Delaware State University, a historically Black college, has announced it will file a formal complaint with the Civil Rights Division of the Department of Justice, nearly a month after Georgia officials pulled a bus carrying the university’s women’s lacrosse team over for a traffic violation and searched it for drugs. The school said the search left the student athletes “humiliated” and accused officials of misconduct and racial profiling.
Tony Allen, the university’s president, said in a statement Friday that the university conducted its own investigation into the incident and found that “the stop and search raises serious constitutional and civil rights issues.”
“From our standpoint, the evidence is clear and compelling,” Allen said.
Liberty County Sheriff William Bowman, who is Black, said his office is conducting a formal review of the traffic stop.
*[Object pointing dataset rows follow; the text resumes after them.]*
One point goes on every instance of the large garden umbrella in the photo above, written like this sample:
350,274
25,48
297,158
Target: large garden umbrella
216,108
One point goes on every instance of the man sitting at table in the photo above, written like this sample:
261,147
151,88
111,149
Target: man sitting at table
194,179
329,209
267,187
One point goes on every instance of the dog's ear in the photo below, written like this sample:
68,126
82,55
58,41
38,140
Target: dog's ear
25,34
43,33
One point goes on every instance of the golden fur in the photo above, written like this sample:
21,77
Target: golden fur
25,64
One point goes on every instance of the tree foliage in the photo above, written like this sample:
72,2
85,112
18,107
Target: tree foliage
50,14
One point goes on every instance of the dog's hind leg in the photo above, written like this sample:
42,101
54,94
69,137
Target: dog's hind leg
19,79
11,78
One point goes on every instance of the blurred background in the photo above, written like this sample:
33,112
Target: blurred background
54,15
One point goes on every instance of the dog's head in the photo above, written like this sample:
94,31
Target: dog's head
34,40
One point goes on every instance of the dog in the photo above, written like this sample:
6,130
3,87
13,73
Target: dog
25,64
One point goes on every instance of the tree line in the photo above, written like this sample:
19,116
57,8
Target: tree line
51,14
He said deputies had stopped other commercial vehicles the same morning along I-95 and found drugs on a different bus. The team’s chartered bus was stopped because it was traveling in the left lane, which is illegal in Georgia.
The sheriff said deputies decided to search the team’s bus when a drug-sniffing dog “alerted” alongside it.
“I do not exercise racial profiling, allow racial profiling or encourage racial profiling,” Bowman told reporters. The sheriff added that based on what he already knows about the stop he believes it was legal.
Georgia courts have held that the odor of marijuana is enough to give authorities probable cause to search vehicles without a warrant. The sheriff said he welcomed feedback from the lacrosse team.
No one was arrested or charged after the search. The sheriff said the bus driver was given a warning.
In an exclusive interview with CBS Philly Friday, Allen said he had a “cordial” conversation with the sheriff after the incident, but noted the two “disagree on the merits.”
Video posted online by a Delaware State lacrosse player shows two White deputies on the bus. One of them tells the bus passengers that possessing marijuana is illegal in Georgia.
“If there is anything in y’all’s luggage, we’re probably going to find it, OK,” the deputy says. “I’m not looking for a little bit of marijuana, but I’m pretty sure you guys’ chaperones are probably going to be disappointed in you if we find any.”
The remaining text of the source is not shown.